Papua No. 1 News Portal | Jubi
Oleh: Soleman Itlay
Dampak peristiwa rasisme di Surabaya dan Malang pada 2019 sangat besar. Banyak orang West Papua yang tewas dan mengalami luka kritis. Ironisnya, peristiwa itu terjadi saat Indonesia memperingati hari ulang tahun ke-74.
Pelaku atas nama Tri Susanti dan Arifin memang telah ditahan, diproses hukum dan diadili oleh penegak hukum, tetapi hukuman yang dijatuhkan atas mereka ini tidak sebanding dengan hukuman yang diterima oleh orang-orang West Papua, terutama korban anti rasisme yang ditahan, disiksa, dan diadili di Indonesia.
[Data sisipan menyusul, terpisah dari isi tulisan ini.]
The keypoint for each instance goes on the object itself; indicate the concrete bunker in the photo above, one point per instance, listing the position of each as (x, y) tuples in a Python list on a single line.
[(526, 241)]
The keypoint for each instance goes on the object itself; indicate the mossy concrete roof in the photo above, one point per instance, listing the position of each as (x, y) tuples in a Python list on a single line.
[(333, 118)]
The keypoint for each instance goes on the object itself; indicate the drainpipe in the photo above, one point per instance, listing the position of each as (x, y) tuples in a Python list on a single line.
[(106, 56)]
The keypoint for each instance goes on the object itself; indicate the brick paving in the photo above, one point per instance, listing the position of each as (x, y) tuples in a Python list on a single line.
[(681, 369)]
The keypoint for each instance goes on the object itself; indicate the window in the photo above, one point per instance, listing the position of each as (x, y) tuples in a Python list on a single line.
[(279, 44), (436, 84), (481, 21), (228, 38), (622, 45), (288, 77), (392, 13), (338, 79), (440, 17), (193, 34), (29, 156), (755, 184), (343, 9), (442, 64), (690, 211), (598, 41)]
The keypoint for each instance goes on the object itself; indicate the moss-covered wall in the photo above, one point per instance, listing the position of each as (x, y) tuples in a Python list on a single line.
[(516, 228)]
Keterlibatan ormas-ormas atau milisi reaksioner negara yang Tri Susanti dan Arifin himpun diduga kuat menggunakan atribut negara, kemudian bertingkah sewenang-wenang, di luar hukum, kebenaran, dan nilai kemanusiaan.
Kedua orang itu jelas-jelas mencoreng nama baik Indonesia. Tapi pengadilan hanya memvonis mereka dalam tahanan kurang lebih 7 bulan. Hukuman yang mereka terima malah lebih ringan daripada korban rasisme, yaitu, orang-orang West Papua.
Hal ini bisa dilihat dari hampir 60 orang West Papua, dari beberapa kabupaten/kota yang melakukan aksi secara spontan, tetapi justru ditangkap, disiksa, diadili dan dikenakan pasal makar, kemudian dijatuhkan hukuman lebih besar, paling lama 10 tahun dan paling cepat 11 bulan. Ujaran rasisme dan hukuman yang diskriminatif seperti ini senantiasa dikenang orang-orang West Papua sebagai tragedi ketidakadilan.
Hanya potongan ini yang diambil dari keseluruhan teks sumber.